Во время этой перепалки Чезарино смотрит на меня снизу вверх настойчивым, нагловатым взглядом. Потом неожиданно улыбается. Уродливая, вульгарнейшая, хоть и невинная улыбка. Вдобавок она многое проясняет. Та же улыбка, что у водопроводчика Эудженио! Этот белобрысый крепыш-недоросток вечно мозолил мне глаза где-то за год до рождения Чезарино.
„— Говорю тебе, — не унимаюсь я, — у меня есть доказательства, что мой сын — не мой сын.
— Какие такие доказательства? — Забыл, что ли, как я вошек из бровей выцарапывал? Как раз в то время, когда Чезарино был, так сказать, зачат. Эудженио зачастил в наш дом чинить колонку в ванной. Я предлагал ее заменить, а он уверял, что колонка еще послужит. И вот как-то утром смотрюсь я в зеркало перед бритьем и вижу… сам не знаю что, какую-то фигульку серо-коричневого цвета, вроде запекшейся кровяной корочки, прилипшую к брови над правым глазом. Ну, корочка и корочка… вырываю ее ногтями из брови, гляжу — а у нее, у этой корочки, темные ножки шевелятся.
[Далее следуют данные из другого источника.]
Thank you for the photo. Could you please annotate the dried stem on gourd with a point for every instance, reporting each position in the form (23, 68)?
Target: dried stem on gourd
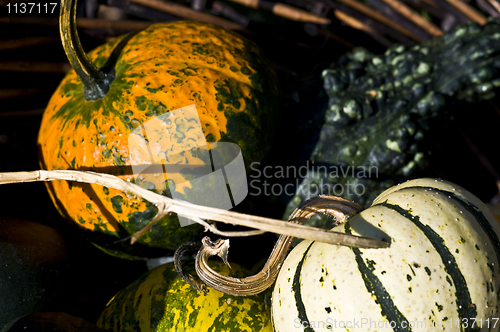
(95, 81)
(336, 207)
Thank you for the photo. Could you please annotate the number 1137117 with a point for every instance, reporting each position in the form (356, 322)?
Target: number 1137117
(32, 8)
(468, 323)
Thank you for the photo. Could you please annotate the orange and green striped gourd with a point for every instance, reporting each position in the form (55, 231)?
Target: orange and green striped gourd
(130, 80)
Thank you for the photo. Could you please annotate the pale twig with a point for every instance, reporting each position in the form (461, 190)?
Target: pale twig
(195, 212)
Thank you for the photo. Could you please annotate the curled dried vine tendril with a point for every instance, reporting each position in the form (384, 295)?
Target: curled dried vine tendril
(339, 208)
Тут уж я не на шутку всполошился, внимательно осмотрел обе брови, волосы на груди, под мышками, в лобке: полным-полно! Битый час выдергивал я эти, с позволения сказать, корочки и швырял их в раковину, так что под конец вся ее поверхность пестрела темными точками. Как сейчас помню: они отчаянно бултыхались и дрыгали ножками. Если это, по-твоему, не доказательство…
— То-то и оно, что не доказательство.
— Почему же?“ „Он“ выдерживает паузу и отвечает насмешливым, напевным голоском: „- А кое-кто, между прочим, чик-в-чик об эту пору начал валандаться со всякими непотребными девицами, что подкарауливают дружков на одной загородной аллейке. А кое-кто, между прочим, полюбовно сговорившись со своим несравненным инструментом, чуть ли не каждый вечер подсаживал в машину одну из тех девок. А кое-кто, между прочим, частенько уединялся с дежурной шмонкой на какой-нибудь свалке возле Тибра, прямо посреди разного мусора и хлама. А кое-кто, между прочим…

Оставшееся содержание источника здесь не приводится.